A Jorge Vergara Madrigal, dueño del Grupo Omnilife y del Club Guadalajara, nada le sale bien en lo deportivo. Prueba de ello es que el equipo, adquirido en 2002, hoy atraviesa por el peor momento de su historia.

Para colmo, el jueves 2 el empresario tapatío anunció en el programa TV Univisión Deportes, la principal cadena estadunidense que transmite en español desde Miami, Florida, la destitución de su esposa, Angélica Fuentes Téllez, de la dirección ejecutiva de su empresa de complementos alimenticios y del club deportivo.

Incluso dejó entrever su rompimiento sentimental con ella porque, comentó, es “directamente responsable de todo lo que pasa”, en referencia a las presuntas irregularidades financieras detectadas en el corporativo.

Fuentes Téllez, de 52 años, fue directora ejecutiva de Omnilife desde 2007 y en 2010 compró 43% de las acciones de la empresa. El año pasado ocupó el puesto número cuatro de las mujeres más poderosas, según el ranking elaborado por la revista Expansión. Cuando asumió las riendas de la empresa, ella se hizo notar por el despido de 600 empleados, 13% de la plantilla, y redujo 20% los costos.

Vergara habló también de una investigación por un presunto fraude en la empresa: “En eso estamos en este momento, en el descubrimiento de todos los asuntos irregulares que hay, porque son varias vertientes; estamos investigando. Tendré información más clara en un par de días. Desgraciadamente tengo que admitir que estaba un poquito ciego y no me di cuenta de lo que estaba sucediendo” .

El miércoles 8, Vergara puso al frente de la empresa a José Luis Higuera Barberi.

Este semanario ha documentado las excentricidades del empresario: su boda en la India con Fuentes Téllez en 2008, a la que asistieron empresarios como Carlos Álvarez del Castillo, director y dueño del diario El Informador; Julio García Briseño, del sector fotográfico, y Raúl Padilla López, exrector y cacique de la Universidad de Guadalajara; el cumpleaños de Fuentes Téllez celebrado en Venecia en 2013, cuyo convite costó más de 40 millones de pesos, así como las denuncias de sus trabajadores por abusos e intimidación laboral (Proceso Jalisco 403 y 451).

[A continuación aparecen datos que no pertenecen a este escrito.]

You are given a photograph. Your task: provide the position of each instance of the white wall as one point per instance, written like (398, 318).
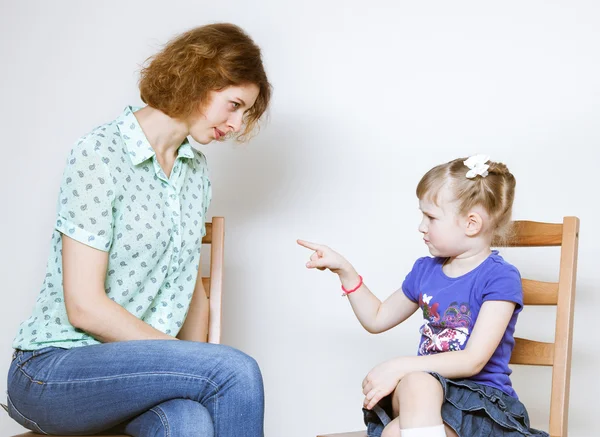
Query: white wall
(368, 96)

La supuesta ruptura sentimental llama la atención, pues apenas a finales de febrero pasado la pareja realizó una fiesta para festejar los 60 años de Vergara en el Museo de Artes de la Universidad de Guadalajara y el Instituto Cultural Cabañas (Proceso Jalisco 540). En las fotografías y videos del evento, difundidas en las redes sociales, la pareja lucía contenta, rodeada de sus invitados.

El domingo 5, el diario Mural publicó una entrevista con el empresario Juan José Frangie, exdirector de Chivas, en la cual comenta que desde 2007 Fuentes Téllez comenzó a intervenir en las decisiones del equipo –“era de un estilo muy rudo, muy pesado”, comentó–, lo que lo obligó a renunciar.

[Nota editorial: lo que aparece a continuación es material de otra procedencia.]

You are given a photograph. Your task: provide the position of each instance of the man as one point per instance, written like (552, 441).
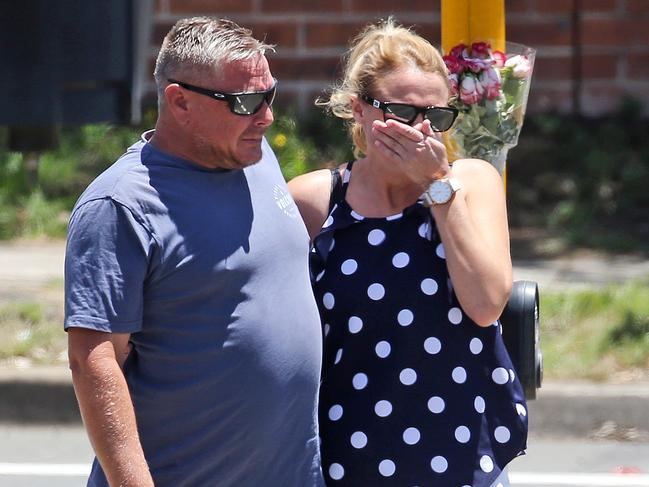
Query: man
(194, 338)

Pese a los desplantes de su pareja, Vergara ha sacado ventajas económicas a su escuadra. Según el presidente del Club Guadalajara, Francisco Cárdenas –quien aún mantiene un litigio para recuperar al equipo–, tan sólo por los derechos de transmisión Vergara se llevó en los últimos cinco años alrededor de 200 millones de dólares. La cifra contrasta con la mínima inversión en la adquisición de jugadores de refuerzo.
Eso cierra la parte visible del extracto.